= Release management =

Process of software building

Common names of versions during different stages in software development

Release management is the process of managing, planning, scheduling and controlling a software build through different stages and environments; it includes testing and deploying software releases.

==Relationship with processes==

Organizations that have adopted agile software development are seeing much higher quantities of releases. With the increasing popularity of agile development a new approach to software releases known as continuous delivery is starting to influence how software transitions from development to a release. One goal of continuous delivery and DevOps is to release more reliable applications faster and more frequently. The movement of the application from a "build" through different environments to production as a "release" is part of the continuous delivery pipeline. Release managers are beginning to utilize tools such as application release automation and continuous integration tools to help advance the process of continuous delivery and incorporate a culture of DevOps by automating a task so that it can be done more quickly, reliably, and is repeatable. More software releases have led to increased reliance on release management and automation tools to execute these complex application release processes.

== Relationship with ITIL/ITSM ==
In organizations that manage IT operations using the IT service management paradigm, specifically the ITIL framework, release management will be guided by ITIL concepts and principles.
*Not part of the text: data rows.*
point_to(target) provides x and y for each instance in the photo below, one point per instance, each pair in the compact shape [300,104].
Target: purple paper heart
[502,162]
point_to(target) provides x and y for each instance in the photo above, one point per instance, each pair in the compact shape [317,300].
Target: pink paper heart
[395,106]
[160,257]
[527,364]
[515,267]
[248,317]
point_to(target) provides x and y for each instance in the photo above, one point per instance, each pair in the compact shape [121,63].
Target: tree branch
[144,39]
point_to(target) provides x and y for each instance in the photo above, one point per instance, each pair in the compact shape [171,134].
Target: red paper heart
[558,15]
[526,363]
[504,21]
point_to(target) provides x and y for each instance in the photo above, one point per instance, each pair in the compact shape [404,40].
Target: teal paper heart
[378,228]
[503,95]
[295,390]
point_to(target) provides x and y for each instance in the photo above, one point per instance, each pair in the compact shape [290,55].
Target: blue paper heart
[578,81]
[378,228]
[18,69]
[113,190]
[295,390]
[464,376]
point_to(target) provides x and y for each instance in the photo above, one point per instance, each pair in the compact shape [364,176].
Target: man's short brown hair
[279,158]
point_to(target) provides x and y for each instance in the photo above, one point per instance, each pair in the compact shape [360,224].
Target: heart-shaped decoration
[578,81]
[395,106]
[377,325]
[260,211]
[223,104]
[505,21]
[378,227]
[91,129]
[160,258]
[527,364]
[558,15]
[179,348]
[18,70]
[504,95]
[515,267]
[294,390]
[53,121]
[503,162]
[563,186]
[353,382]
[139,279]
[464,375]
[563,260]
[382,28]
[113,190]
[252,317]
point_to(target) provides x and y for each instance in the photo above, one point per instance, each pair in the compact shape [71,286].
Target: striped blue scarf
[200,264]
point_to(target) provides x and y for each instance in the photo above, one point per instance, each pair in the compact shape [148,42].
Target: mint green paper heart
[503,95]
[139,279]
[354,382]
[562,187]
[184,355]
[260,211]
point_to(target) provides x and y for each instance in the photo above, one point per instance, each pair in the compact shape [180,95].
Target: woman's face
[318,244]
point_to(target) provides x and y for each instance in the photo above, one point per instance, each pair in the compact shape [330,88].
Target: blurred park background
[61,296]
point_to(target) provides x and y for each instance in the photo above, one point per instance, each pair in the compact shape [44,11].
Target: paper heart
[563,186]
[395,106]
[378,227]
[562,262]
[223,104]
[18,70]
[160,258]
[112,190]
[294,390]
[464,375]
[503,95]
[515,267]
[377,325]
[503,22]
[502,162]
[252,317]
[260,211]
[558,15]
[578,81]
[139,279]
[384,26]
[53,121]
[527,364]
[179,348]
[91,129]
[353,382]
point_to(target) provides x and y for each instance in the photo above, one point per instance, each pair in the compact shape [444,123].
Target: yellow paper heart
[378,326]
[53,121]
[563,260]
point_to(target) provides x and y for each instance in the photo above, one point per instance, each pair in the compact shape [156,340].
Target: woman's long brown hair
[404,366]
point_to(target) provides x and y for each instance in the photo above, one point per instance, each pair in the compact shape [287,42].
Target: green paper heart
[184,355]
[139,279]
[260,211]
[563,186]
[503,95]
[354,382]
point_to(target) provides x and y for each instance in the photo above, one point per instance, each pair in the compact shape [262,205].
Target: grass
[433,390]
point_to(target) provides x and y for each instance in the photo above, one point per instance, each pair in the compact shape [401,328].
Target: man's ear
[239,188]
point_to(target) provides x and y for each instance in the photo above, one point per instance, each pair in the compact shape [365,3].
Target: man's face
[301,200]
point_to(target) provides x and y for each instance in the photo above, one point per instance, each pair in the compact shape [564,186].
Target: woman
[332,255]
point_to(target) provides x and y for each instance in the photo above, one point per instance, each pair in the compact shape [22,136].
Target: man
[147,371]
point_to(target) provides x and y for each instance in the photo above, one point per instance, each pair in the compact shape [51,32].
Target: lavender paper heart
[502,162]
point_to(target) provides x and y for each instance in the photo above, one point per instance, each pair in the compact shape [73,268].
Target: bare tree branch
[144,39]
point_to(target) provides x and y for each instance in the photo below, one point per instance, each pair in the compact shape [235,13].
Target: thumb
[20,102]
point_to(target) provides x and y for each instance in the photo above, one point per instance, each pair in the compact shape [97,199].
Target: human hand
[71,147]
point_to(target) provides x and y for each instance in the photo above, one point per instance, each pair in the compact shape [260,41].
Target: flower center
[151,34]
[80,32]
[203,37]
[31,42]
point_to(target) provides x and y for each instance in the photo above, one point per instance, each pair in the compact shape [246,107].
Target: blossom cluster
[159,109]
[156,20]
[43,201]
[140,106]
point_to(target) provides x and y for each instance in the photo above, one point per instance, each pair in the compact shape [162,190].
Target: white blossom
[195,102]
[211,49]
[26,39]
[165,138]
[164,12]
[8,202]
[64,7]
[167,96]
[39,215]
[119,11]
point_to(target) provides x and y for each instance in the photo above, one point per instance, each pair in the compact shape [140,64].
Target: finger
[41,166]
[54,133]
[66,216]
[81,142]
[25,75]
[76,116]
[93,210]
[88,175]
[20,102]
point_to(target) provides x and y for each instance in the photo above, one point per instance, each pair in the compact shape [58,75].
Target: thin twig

There are several formal ITIL processes that are related to release management, primarily the release and deployment management process, which "aims to plan, schedule and control the movement of releases to test and live environments", and the change enablement process. In ITIL organizations, releases tend to be less frequent than in an agile development environment. Release processes are managed by IT operations teams using IT service management ticketing systems, with less focus on automation of release processes.